A woman can terminate the pregnancy upon a difficulty of giving birth owing to minor or physical disability. However, the law engendered almost six in ten unsafe abortions in Ethiopia. In 2006, the government started a national standard for safe abortion guideline that utilizes medications (such as misoprostol with or without mifepristone) to terminate pregnancies, in accordance with World Health Organization (WHO) clinical recommendations on safe abortion. Available abortion services are:
- Medical abortion (Cytotec, misoprostol, Mifepristone)
- Surgical abortion
- Manual vacuum aspiration (MVA)
- Dilation and curettage (D&C)

==Incidents==
In 2008, an estimated 382,500 induced abortions were performed in Ethiopia, for annual rate of 23 abortions per 1,000 women aged 15–44. The abortion rate in Ethiopia was lower than in African and Eastern African countries which has 29% and 39% respectively according to WHO estimates. In urban areas, abortions rates are higher than the national average, such as Addis Ababa, Dire Dawa and Harar. Factors for these conditions include greater social and healthcare provision attracting women in these areas.

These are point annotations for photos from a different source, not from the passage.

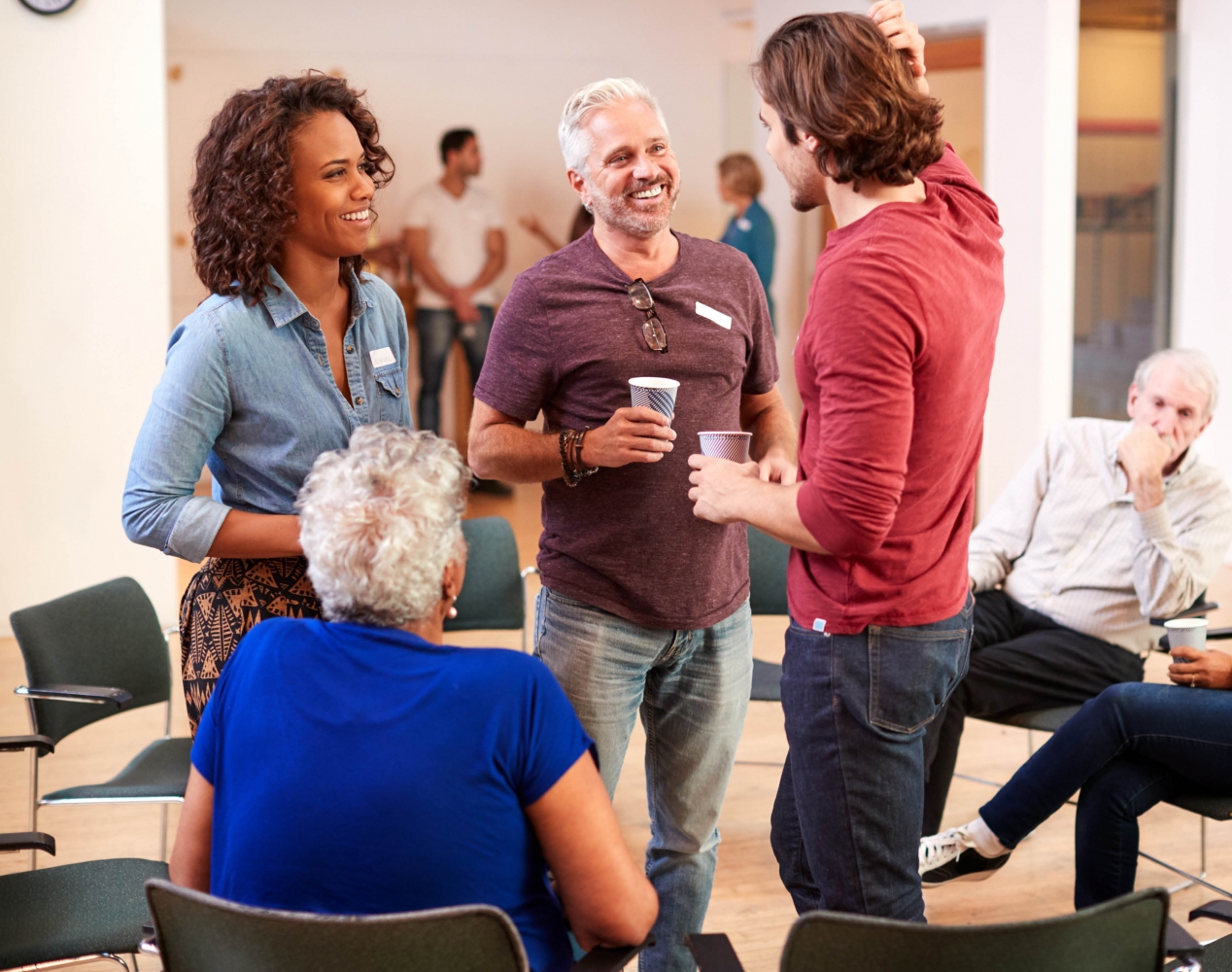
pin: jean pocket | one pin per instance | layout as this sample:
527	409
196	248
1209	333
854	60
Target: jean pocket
911	674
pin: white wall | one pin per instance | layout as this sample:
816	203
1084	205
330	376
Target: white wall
504	69
1203	254
84	275
1030	70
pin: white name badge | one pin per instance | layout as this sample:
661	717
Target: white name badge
718	317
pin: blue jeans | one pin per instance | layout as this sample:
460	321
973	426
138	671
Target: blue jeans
691	689
1127	747
845	825
437	330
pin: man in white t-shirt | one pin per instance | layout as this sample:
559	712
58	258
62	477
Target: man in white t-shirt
456	240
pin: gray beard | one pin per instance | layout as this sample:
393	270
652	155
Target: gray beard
621	216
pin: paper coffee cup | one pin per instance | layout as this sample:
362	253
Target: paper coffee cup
734	446
1186	632
657	393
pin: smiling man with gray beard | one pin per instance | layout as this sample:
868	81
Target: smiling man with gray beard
644	608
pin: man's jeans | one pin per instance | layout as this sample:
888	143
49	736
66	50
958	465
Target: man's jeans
1129	747
437	330
845	825
693	691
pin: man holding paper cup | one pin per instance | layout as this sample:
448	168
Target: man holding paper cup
633	340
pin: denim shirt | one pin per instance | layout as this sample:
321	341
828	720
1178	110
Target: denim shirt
248	392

Some of 35% women tend to undergo induced abortion whereas 27% of those obtaining post-abortion care report having had a previous abortion. In 2014, about 620,300 abortions were performed in Ethiopia, corresponding to annual rate of 28 abortions per 1,000 women aged 15–49, an increase from 22 per 1,000 in 2008.

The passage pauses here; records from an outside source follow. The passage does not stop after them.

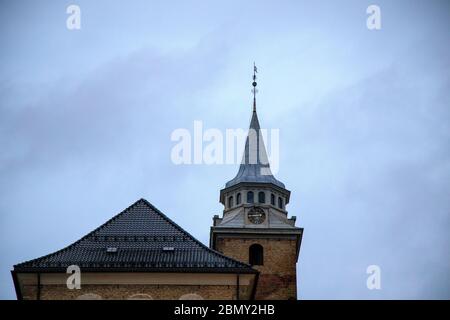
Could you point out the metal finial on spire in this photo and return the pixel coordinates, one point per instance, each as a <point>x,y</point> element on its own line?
<point>254,90</point>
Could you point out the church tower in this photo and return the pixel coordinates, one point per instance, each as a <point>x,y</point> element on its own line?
<point>255,227</point>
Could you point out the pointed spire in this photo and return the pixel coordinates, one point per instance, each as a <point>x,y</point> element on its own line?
<point>255,165</point>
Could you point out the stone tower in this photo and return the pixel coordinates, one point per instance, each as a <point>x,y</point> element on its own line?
<point>255,227</point>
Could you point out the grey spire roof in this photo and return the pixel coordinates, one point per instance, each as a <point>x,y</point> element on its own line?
<point>140,238</point>
<point>255,165</point>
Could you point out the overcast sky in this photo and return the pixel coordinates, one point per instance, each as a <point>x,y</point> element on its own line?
<point>86,117</point>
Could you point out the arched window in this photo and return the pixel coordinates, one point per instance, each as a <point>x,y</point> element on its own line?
<point>261,197</point>
<point>250,197</point>
<point>191,296</point>
<point>230,201</point>
<point>256,255</point>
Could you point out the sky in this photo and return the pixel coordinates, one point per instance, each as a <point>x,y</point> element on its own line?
<point>86,118</point>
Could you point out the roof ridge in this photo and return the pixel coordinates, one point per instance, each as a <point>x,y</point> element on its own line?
<point>193,238</point>
<point>117,216</point>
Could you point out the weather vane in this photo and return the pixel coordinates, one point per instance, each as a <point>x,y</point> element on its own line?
<point>254,90</point>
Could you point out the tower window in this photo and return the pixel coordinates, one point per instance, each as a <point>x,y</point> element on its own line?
<point>261,197</point>
<point>256,255</point>
<point>230,202</point>
<point>280,203</point>
<point>250,197</point>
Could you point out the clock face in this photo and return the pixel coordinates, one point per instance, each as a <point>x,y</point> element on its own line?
<point>256,215</point>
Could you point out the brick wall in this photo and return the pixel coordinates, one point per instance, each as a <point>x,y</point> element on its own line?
<point>119,292</point>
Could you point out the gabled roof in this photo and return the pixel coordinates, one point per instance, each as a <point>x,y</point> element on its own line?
<point>140,238</point>
<point>255,165</point>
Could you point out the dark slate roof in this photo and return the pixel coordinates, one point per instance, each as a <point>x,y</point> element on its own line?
<point>143,236</point>
<point>255,165</point>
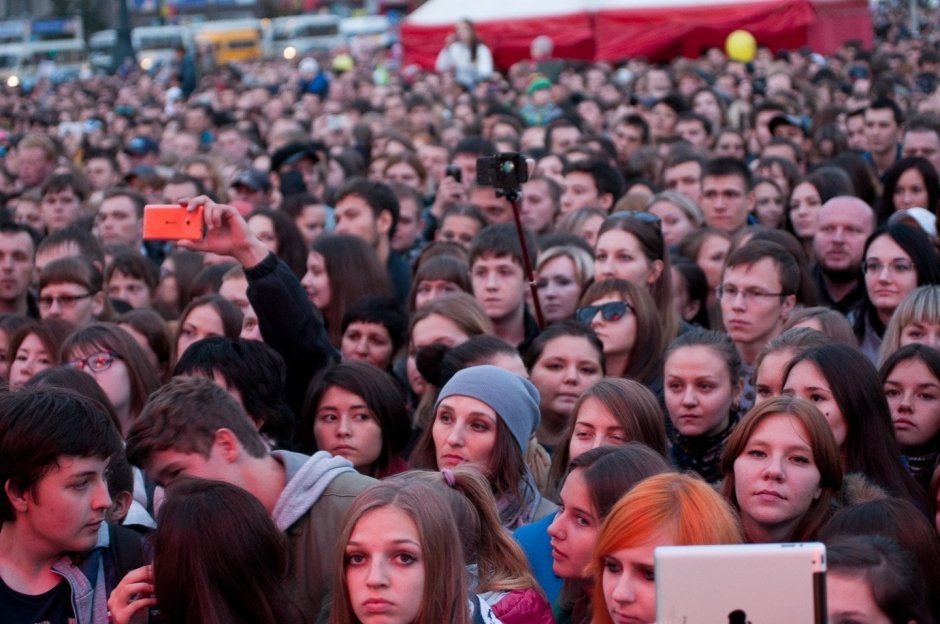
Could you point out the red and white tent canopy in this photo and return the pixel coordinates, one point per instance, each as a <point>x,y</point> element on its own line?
<point>612,30</point>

===Provision of abortion and post-abortion care===
In 2008, about 27% women induced abortions were safe performed by health facilities. However, 15% (58,000 abortions) reported safe despite lack of clear survey from private and public hospitals. Some of these practices were legal and mostly performed by private and small facilities; about half of all health facilities provided induced abortions in Ethiopia. The proportion is higher than for public hospitals (76%) and private or non-governmental facilities (63%) than for public health centers (41%).

This proportion is likely fluctuating, as there are abortion services in public facilities. Currently, private and NGO facilities mostly provide induced abortion aboard. Access to second trimester abortions is severely limited, in which 9–10% of all facilities only provide these services.

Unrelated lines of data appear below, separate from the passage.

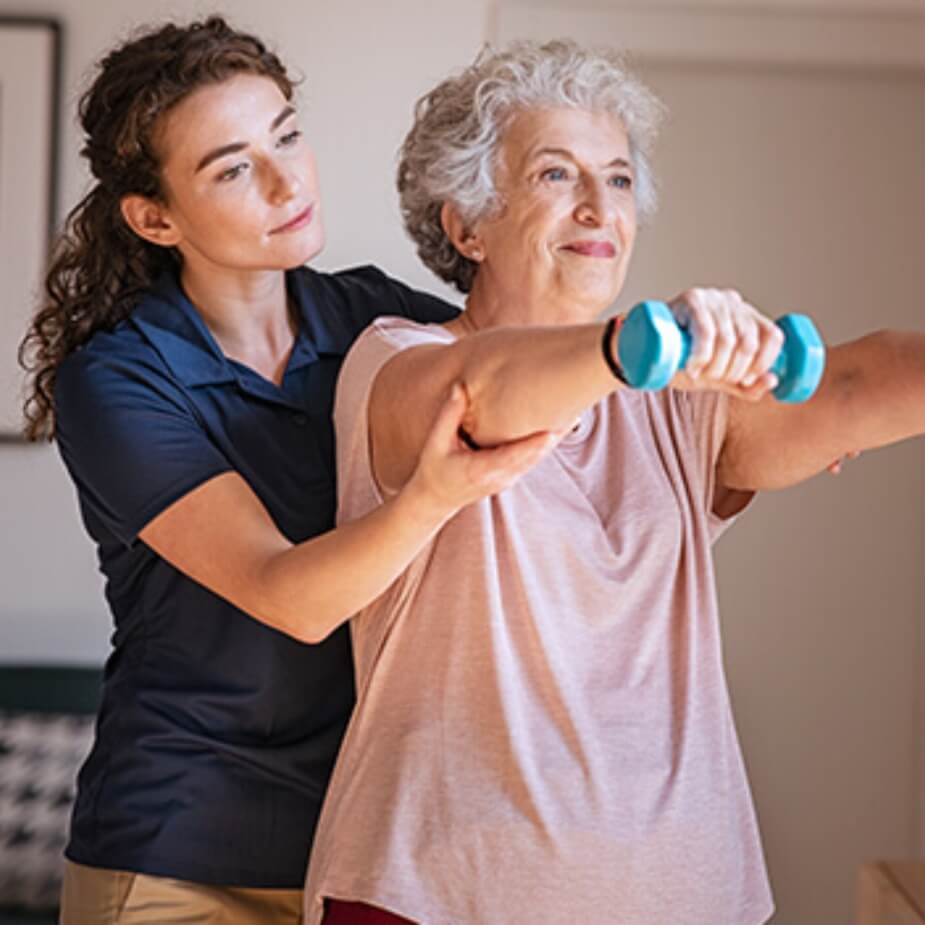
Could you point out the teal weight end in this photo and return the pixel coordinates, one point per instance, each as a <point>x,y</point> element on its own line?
<point>651,346</point>
<point>801,363</point>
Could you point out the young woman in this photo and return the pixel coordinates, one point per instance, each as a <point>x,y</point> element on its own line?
<point>185,362</point>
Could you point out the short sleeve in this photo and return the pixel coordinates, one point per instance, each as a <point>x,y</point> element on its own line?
<point>130,439</point>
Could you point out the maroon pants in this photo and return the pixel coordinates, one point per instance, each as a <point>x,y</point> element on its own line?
<point>338,912</point>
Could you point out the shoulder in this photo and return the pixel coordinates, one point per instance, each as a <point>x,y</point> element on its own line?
<point>365,292</point>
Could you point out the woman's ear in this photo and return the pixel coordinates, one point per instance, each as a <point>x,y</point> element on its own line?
<point>466,240</point>
<point>149,220</point>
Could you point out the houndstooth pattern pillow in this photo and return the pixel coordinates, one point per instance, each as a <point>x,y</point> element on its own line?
<point>39,759</point>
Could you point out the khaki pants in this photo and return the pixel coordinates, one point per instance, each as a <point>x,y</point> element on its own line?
<point>93,896</point>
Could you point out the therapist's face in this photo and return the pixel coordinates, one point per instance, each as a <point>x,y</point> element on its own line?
<point>238,178</point>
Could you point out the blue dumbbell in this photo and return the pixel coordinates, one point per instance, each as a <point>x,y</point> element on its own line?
<point>653,347</point>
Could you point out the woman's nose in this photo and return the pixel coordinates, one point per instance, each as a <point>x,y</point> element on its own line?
<point>283,182</point>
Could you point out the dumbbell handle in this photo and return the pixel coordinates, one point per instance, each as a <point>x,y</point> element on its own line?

In 2014, legally performed induced abortions reached 53% (some 326,200) in all health facilities, nearly double the proportion in 2008 (27%). Between 2008 and 2014, shared abortion rate increased from zero to more than one-third.

===Unintended pregnancy and contraception===
Modern contraceptive adoption is much higher in Addis Ababa (57% among women aged 15–44) than in Ethiopia as whole (14%), while in rural areas it is below national average (3–16%). One of the root causes of abortion is the low level of contraceptive methods, which leads to unintended pregnancy. 13% of unintended pregnancy ended in 2014, up slightly from 10% in 2008.

== Public Opinion ==
Despite the legalisation of abortion in 2005, many women in Ethiopia demonstrate little knowledge when it comes to the abortion process. This is due to a combination of factors including religious practices, cultural barriers, public stigma and moral beliefs that inherently value the life of the foetus.

A survey of women between the ages of 15-49 from Bahir Dar in North-Eastern Ethiopia shows that two-thirds were aware of the 2005 law, but 57% remained under-educated as to its purposes.

A community-based cross-sectional survey from 2017 found that a woman's age can determine the level of knowledge held regarding the abortion law. Similarly, the woman's occupation can determine the attitude towards the abortion law. Overall, those with a lack of knowledge towards the abortion law are found likely to possess a conservative attitude towards abortion. This highlights the nation's need for further education across all ages to break down the stigma and conservative attitudes concerning abortion in Ethiopia.